Hingga akhirnya hubungan mesra yang terjalin antara Kaka dengan Milan harus diputus secara paksa akibat dari krisis finansial yang menimpa klub semakin menjadi-jadi. Kebutuhan akan dana segar, membuat Milan tak berpikir dua kali saat Real Madrid menawarkan uang sebesar 65 juta euro untuk bintangnya tersebut.
Walaupun bisa saja menolak tawaran tersebut, Kaka akhirnya terpaksa menerima kepindahan ke Madrid. Demi membantu keuangan Milan yang sedang memburuk.
Karier yang Tidak Berjalan Mulus di Real Madrid
Bergabungnya Kaka ke Real Madrid adalah bagian dari rencana Florentino Perez membentuk The New Galacticos. Kedatangan Kaka berbarengan juga dengan kehadiran seorang Cristiano Ronaldo di Santiago Bernabeu yang memecahkan rekor transfer dunia saat itu.
Kehadiran Kaka di Madrid ini tentu diharapkan dapat menularkan daya magis yang ia tunjukkan bersama Milan. Namun pada kenyataannya, Kaka tidak mampu menampilkan permainan seperti yang ia tunjukkan ketika bersama Milan.
Kaka memang masih mampu membukukan gol dan asis yang terbilang cukup banyak. Akan tetapi, jika dibandingkan dengan kondisinya saat berada di Milan, tentu hal tersebut bisa dikatakan cukup berbeda.
Faktor cedera yang sempat beberapa kali menghinggapinya memang membuat permainannya sedikit menurun. Ia juga harus kehilangan begitu banyak pertandingan akibat cedera tersebut. Selain itu, ketidakcocokannya dengan taktik yang digunakan oleh pelatih Madrid ketika itu, terutama Jose Mourinho, membuat Kaka sedikit demi sedikit tergusur dari tim inti. Ditambah lagi sinarnya seorang Ronaldo juga semakin mentereng di Madrid, membuat Kaka semakin dilupakan.
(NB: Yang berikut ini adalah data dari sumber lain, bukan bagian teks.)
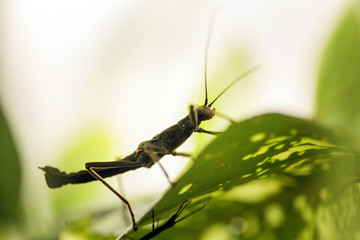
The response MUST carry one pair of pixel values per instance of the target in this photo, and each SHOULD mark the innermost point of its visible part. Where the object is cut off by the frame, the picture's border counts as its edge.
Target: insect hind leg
(91, 168)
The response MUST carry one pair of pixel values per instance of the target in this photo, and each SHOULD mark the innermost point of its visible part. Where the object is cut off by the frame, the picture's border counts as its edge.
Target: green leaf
(287, 161)
(10, 174)
(338, 93)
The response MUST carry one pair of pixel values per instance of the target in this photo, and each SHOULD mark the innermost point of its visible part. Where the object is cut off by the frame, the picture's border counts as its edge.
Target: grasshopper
(148, 152)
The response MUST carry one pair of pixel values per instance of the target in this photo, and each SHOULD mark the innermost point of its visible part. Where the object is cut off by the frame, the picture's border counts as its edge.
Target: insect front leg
(91, 167)
(154, 151)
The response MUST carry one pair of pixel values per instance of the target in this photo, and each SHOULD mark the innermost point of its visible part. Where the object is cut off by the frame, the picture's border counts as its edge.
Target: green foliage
(338, 98)
(265, 173)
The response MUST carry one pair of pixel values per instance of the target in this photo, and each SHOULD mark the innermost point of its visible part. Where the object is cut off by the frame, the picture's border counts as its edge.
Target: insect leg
(152, 150)
(93, 166)
(172, 220)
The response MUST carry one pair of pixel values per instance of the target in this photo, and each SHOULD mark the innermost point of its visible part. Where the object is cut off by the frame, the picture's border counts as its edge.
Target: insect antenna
(242, 76)
(208, 37)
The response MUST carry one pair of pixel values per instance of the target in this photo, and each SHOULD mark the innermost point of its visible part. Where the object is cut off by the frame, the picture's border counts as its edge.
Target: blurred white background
(133, 67)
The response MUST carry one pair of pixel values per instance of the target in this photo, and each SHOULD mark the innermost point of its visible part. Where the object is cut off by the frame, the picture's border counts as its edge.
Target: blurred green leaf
(338, 93)
(10, 174)
(288, 159)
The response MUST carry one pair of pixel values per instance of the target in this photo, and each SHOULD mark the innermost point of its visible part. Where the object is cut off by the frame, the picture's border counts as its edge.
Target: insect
(148, 152)
(171, 221)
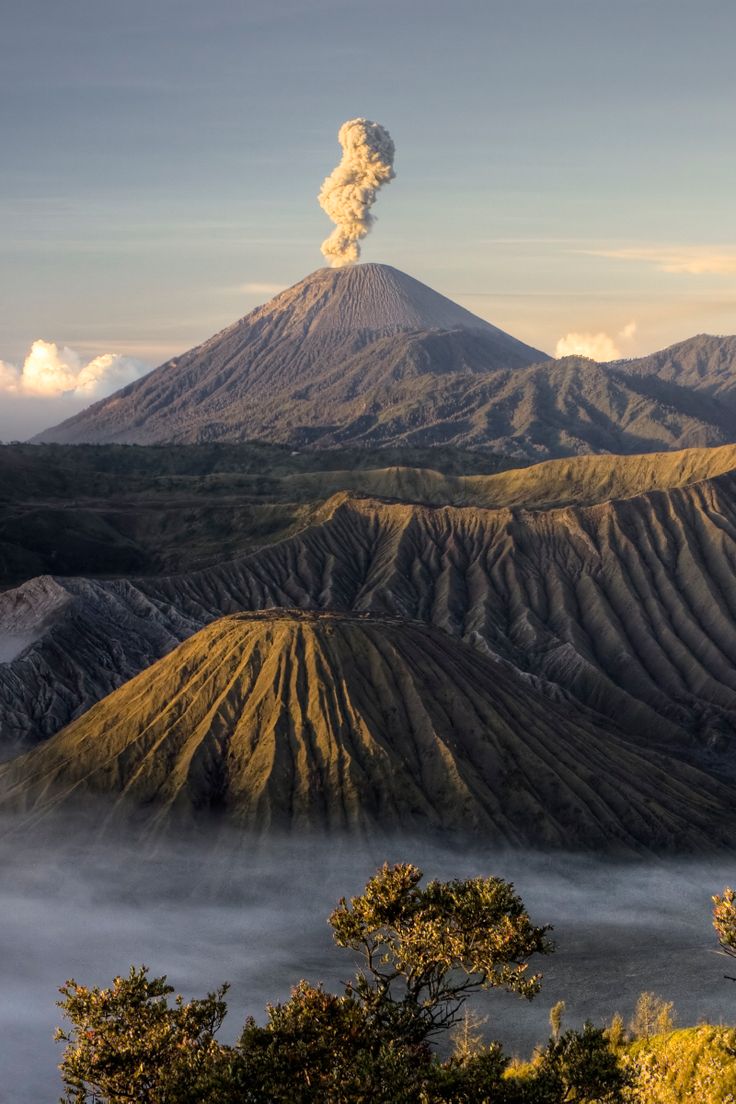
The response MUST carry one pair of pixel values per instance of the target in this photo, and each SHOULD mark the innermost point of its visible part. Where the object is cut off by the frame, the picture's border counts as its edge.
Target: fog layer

Faktor-faktor tersebut pada akhirnya membuat karier Kaka bersama raksasa Spanyol ini tidak berjalan mulus. Harapan terhadap dirinya agar tetap mampu menunjukkan kemapuan seperti di Milan tidak pernah terwujud.
Hingga akhirnya pada 2013, Kaka memutuskan untuk kembali ke Milan. Walaupun pada saat bersamaan Madrid mendatangkan pelatihnya ketika di Milan, Carlo Ancelotti, kembalinya Kaka ke San Siro tidak bisa dicegah.
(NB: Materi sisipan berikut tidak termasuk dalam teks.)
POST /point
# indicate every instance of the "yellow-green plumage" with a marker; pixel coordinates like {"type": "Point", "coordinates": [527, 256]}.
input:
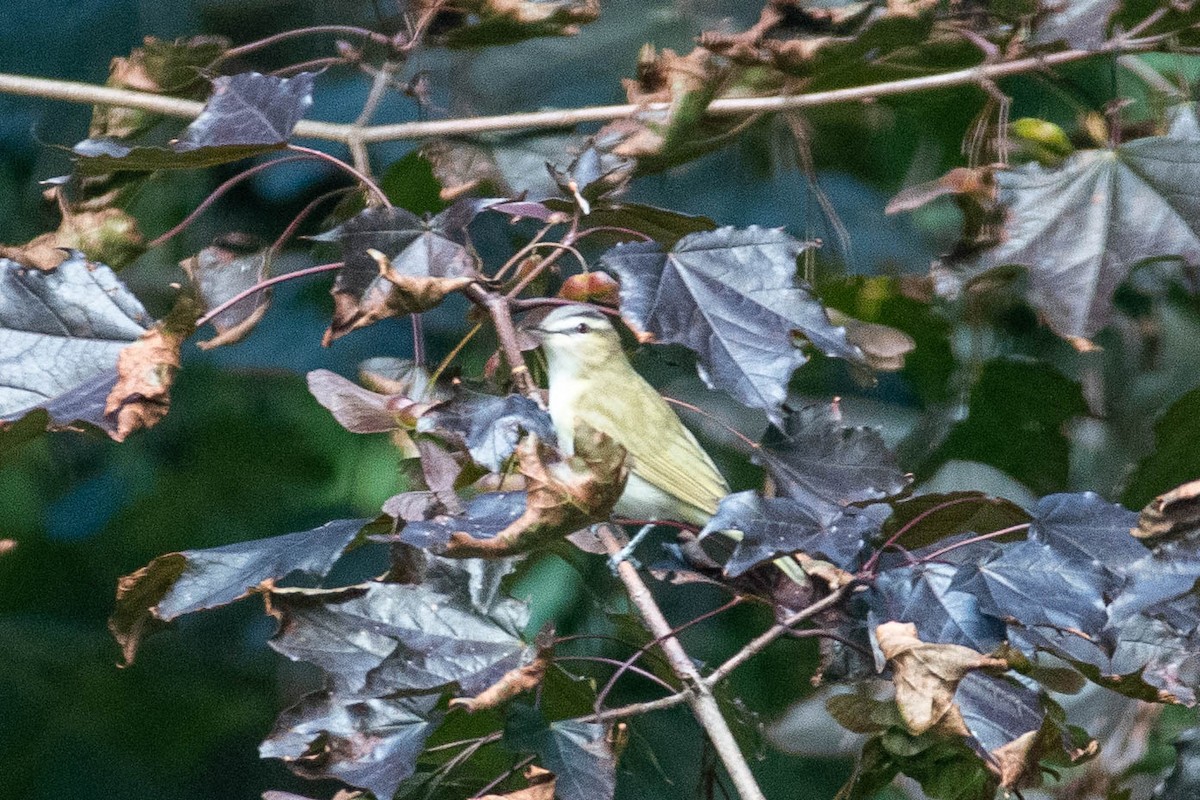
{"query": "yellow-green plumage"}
{"type": "Point", "coordinates": [672, 477]}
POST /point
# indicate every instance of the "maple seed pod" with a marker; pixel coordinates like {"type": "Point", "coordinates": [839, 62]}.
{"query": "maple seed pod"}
{"type": "Point", "coordinates": [591, 287]}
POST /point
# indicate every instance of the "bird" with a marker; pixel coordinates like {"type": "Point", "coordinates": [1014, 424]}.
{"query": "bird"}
{"type": "Point", "coordinates": [671, 475]}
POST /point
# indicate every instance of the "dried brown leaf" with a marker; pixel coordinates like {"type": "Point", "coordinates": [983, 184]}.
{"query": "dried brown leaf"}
{"type": "Point", "coordinates": [109, 236]}
{"type": "Point", "coordinates": [927, 677]}
{"type": "Point", "coordinates": [145, 371]}
{"type": "Point", "coordinates": [1173, 513]}
{"type": "Point", "coordinates": [592, 287]}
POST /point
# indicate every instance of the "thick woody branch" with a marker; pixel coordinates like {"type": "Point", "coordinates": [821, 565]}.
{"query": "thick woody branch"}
{"type": "Point", "coordinates": [82, 92]}
{"type": "Point", "coordinates": [699, 693]}
{"type": "Point", "coordinates": [760, 643]}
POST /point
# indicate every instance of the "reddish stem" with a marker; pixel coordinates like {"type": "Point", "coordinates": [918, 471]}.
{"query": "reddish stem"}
{"type": "Point", "coordinates": [304, 215]}
{"type": "Point", "coordinates": [345, 167]}
{"type": "Point", "coordinates": [973, 540]}
{"type": "Point", "coordinates": [628, 232]}
{"type": "Point", "coordinates": [741, 435]}
{"type": "Point", "coordinates": [216, 194]}
{"type": "Point", "coordinates": [269, 282]}
{"type": "Point", "coordinates": [621, 667]}
{"type": "Point", "coordinates": [904, 529]}
{"type": "Point", "coordinates": [629, 662]}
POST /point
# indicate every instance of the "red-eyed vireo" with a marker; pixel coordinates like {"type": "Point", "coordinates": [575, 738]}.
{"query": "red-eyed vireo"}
{"type": "Point", "coordinates": [591, 379]}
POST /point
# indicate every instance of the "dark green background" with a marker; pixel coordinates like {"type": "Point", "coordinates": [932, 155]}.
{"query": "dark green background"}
{"type": "Point", "coordinates": [246, 453]}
Menghabiskan Sisa Kariernya di MLS
Kembalinya Kaka ke Milan ternyata tidak membuat kariernya membaik. Ia gagal mengangkat Milan yang sedang terpuruk ketika itu. Ia pun hanya bertahan selama semusim saja di kesebelasan yang membesarkan namanya tersebut.
Pada 2014 ia memutuskan pindah ke Amerika Serikat untuk bermain di MLS bersama Orlando City. Kaka sepertinya sadar, dengan usianya yang semakin menua sebagai pesepakbola, kariernya tidak lama lagi akan berakhir.
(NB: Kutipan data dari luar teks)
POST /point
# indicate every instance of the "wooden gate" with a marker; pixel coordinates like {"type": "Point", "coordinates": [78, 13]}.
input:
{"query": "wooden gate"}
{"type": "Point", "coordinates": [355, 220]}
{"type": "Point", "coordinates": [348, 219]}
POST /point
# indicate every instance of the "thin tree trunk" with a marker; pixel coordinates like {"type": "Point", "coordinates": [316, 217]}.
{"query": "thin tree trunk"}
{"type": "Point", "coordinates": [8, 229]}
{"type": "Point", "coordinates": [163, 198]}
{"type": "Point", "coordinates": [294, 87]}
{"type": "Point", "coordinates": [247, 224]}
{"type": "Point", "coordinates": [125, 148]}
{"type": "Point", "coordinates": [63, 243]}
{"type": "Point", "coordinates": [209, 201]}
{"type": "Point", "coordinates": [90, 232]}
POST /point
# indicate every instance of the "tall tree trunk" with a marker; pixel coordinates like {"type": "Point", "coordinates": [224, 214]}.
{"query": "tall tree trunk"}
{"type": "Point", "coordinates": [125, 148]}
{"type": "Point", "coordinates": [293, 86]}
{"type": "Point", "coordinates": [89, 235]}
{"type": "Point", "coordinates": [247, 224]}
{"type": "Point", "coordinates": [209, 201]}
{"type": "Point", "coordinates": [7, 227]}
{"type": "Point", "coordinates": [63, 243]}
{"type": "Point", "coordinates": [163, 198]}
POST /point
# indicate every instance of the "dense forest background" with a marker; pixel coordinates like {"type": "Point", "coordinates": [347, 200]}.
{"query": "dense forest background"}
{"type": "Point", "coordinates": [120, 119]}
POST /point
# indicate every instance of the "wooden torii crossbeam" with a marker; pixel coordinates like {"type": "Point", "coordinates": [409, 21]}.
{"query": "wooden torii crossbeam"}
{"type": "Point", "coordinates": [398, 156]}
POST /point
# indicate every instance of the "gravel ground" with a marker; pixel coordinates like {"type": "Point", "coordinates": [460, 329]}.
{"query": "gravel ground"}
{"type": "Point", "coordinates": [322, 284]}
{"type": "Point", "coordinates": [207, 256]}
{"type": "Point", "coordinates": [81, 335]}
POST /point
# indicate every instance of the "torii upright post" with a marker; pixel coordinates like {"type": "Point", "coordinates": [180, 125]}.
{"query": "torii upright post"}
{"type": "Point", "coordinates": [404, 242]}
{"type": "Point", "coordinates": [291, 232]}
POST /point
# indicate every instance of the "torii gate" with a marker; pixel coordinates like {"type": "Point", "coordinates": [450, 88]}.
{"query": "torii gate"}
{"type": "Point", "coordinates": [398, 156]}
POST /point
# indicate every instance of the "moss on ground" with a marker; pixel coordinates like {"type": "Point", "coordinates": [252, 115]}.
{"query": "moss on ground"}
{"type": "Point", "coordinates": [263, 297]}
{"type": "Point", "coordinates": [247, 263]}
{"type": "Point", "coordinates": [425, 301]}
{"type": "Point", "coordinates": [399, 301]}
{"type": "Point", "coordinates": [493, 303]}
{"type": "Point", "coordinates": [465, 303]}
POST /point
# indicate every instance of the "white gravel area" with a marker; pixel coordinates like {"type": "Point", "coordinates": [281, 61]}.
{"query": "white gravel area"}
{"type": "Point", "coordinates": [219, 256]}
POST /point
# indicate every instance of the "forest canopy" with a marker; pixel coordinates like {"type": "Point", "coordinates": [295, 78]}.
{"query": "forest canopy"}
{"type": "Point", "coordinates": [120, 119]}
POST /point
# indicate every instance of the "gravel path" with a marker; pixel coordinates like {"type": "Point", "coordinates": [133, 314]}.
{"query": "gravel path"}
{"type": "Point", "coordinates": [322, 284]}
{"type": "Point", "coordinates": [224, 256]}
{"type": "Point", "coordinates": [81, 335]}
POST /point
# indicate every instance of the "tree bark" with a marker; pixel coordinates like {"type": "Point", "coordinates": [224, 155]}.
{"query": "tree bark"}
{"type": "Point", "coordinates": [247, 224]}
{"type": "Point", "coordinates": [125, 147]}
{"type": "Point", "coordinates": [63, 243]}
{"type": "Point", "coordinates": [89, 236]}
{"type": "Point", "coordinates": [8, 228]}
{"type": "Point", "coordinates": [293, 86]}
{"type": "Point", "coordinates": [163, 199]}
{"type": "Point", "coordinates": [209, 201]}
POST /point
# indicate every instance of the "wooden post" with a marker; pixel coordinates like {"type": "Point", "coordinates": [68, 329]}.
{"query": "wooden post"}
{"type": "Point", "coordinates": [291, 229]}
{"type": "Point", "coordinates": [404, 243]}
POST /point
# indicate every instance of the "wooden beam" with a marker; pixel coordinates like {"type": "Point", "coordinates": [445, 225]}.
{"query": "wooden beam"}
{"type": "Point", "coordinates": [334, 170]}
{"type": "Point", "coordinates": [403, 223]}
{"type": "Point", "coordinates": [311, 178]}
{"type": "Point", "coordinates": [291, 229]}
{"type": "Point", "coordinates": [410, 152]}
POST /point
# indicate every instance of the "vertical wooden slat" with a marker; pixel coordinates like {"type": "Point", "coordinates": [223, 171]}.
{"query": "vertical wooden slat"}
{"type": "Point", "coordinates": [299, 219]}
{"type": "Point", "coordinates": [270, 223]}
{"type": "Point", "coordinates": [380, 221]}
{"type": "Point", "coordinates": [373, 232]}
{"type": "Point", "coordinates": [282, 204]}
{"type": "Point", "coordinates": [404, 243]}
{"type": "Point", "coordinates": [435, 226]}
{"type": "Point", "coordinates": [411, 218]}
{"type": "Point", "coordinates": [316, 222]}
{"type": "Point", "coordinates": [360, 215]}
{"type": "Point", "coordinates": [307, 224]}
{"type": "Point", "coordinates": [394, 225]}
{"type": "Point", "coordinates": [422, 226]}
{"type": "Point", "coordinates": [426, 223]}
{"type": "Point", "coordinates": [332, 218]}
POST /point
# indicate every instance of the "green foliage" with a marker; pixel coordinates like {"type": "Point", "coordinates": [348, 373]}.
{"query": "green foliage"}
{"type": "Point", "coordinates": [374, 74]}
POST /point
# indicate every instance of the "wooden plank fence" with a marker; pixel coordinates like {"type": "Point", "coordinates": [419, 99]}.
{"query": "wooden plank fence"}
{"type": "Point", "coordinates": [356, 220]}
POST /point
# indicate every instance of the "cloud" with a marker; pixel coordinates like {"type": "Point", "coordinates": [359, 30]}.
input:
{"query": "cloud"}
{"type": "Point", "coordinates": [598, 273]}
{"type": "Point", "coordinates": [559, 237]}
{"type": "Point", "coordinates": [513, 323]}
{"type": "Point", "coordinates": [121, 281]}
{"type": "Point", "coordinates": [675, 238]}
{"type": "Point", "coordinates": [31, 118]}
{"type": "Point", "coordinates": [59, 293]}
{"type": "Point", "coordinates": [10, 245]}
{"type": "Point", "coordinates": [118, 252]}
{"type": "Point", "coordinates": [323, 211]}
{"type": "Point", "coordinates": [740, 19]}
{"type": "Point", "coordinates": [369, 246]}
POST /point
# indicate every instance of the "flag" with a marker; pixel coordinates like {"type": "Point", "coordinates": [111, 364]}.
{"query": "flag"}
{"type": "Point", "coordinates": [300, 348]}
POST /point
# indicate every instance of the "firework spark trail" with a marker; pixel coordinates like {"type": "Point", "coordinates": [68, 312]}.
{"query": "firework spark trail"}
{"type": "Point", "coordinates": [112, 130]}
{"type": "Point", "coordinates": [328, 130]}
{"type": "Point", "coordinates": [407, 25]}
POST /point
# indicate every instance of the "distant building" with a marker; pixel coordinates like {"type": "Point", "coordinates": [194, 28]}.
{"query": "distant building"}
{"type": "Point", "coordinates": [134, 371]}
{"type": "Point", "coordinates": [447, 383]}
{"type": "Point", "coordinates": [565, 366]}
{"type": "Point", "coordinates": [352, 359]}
Meninggalkan keras dan gemerlapnya sepakbola Eropa dan pindah ke Amerika Serikat adalah pilihan yang bijak.
Di Orlando, ia bisa bermain lebih santai. Tekanan kepada dirinya tentu tidak akan seberat saat ia bermain di Eropa sehingga ia bisa menemukan kembali penampilan terbaiknya. Keputusan ini pun terbukti membuahkan hasil yang cukup baik dengan sempat beberapa kali ia kembali dipanggil ke timnas Brasil.
Karier Kaka sebagai pesepakbola sangatlah cemerlang jika dilihat dari gelar yang pernah ia raih. Bisa dikatakan semua gelar bergengsi yang ada di sepakbola sudah ia raih. Gelar juara Serie A, La Liga, Liga Champions dan Piala Dunia bersama timnas Brasil adalah buktinya.
Selain itu, untuk penghargaan individu, ia sudah pernah meraih gelar pemain terbaik dunia FIFA dan Ballon d'Or. Sebuah bukti yang menunjukkan bahwa kariernya cukuplah sempurna dari raihan gelar.
Namun, tetap saja ada ketidaksempurnaan menghampiri seorang Kaka. Namanya sebagai salah satu pemain terbaik dunia terbilang cukup cepat menghilang dari hingar-bingarnya sepakbola. Tercatat sejak pindah dari Milan pada 2009, kariernya sedikit demi sedikit semakin meredup. Padahal ketika meninggalkan Milan, ia sedang berada di usia emas seorang pesepakbola, 29 tahun. Tapi, faktor cedera dan ketidakcocokan dengan taktik pelatih membuat penampilannya harus menurun lebih cepat.